Find moments during your travel to let your child have time away from the excitement. If you’re driving long distance, don’t let the allure of saving time by traveling straight through pull you in!  Aim to take more breaks than you think you’ll need just to allow your child to stretch and have time outside of the car. If you’re flying, bring a travel pillow and blanket so that your child can take a nap during layovers or while waiting for a late flight. Once you’ve reached your destination and are submerged in all the family festivities, find moments throughout the gathering to let your child have some alone time. While everyone is cleaning up from the holiday meal, for example, your child can have some quiet time in an empty part of the house.

Switch up the Accommodations

If you’re not staying with family this holiday season, don’t book your hotel just yet. Familiarity can be helpful while guiding your child in managing their mental health while balancing a new schedule. Hotels can place emphasis on the feeling of being uprooted, which may prevent your child from feeling comfortable in their space.

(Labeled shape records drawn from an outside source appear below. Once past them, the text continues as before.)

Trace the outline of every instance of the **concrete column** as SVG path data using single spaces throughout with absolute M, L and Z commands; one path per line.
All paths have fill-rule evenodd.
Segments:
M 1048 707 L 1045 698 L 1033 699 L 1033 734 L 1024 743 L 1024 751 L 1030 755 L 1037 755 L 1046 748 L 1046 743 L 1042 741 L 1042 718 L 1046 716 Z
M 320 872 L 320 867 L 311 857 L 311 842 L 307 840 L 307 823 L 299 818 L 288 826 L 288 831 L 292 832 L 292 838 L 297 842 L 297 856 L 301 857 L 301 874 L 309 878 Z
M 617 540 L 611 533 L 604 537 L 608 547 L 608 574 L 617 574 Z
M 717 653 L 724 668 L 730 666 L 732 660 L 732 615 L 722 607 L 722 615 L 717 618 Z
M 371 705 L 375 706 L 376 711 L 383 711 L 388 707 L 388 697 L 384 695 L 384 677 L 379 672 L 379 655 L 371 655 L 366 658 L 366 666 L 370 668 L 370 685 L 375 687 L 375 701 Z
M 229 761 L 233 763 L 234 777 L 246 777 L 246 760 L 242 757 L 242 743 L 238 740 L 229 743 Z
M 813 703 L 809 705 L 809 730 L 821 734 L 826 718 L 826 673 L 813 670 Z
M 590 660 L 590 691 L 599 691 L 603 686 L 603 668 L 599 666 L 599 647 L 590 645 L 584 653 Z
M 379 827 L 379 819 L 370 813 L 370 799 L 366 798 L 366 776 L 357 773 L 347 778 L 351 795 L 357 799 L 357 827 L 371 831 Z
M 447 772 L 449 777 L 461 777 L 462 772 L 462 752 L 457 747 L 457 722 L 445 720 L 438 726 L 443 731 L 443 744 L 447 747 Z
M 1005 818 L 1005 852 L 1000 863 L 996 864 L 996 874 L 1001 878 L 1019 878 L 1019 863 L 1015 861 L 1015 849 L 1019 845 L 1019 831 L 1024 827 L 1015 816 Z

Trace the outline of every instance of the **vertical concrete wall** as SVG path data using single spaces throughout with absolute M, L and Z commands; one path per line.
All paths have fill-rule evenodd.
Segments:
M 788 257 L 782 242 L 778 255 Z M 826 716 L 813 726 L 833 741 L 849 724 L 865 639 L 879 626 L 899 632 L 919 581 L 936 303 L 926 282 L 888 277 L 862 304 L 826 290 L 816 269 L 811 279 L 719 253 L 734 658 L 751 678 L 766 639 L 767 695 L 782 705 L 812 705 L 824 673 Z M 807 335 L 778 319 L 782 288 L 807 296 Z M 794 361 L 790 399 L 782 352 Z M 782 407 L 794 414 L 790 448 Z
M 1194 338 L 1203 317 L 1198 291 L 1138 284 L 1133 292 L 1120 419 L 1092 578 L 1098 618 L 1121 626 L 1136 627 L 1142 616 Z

Opting for an apartment or home rental will allow your child to adjust to their routine while traveling. This will provide them with a space that looks and feels like what they have normally. Additionally, having access to a kitchen area will make cooking familiar family meals more accessible. Eating out is a treat, but doing it for every meal can completely detach your child from their sense of routine, opening them to stress. Being able to cook comforting meals they love will sustain familiarity.

Another great benefit of putting an apartment or house rental into your traveling plans is having a safe place to retreat to. If you’re spending time with family during the holiday, you may find that they have vastly different schedules or ideas of what the holiday should look like. With a comfortable place to turn to, you won’t have to feel obligated to keep up with their schedule, especially if you find it to be detrimental to your child’s emotional and physical health.

Focus on Gratitude

The holiday season, as hectic as it may be, is about spending time with the ones you love and making memories. As the excitement begins to wear away at your child’s mental health, it will become easier for them to get stuck in a negative mindset. Negativity can snowball, preventing them from being able to balance out their discomfort. Keep your child engaged in positive conversation throughout your holiday experience. Be mindful of when your child is experiencing some negative emotions and coach them through this. Draw their attention to all of the wonderful things they have to look forward to, helping them be more appreciative.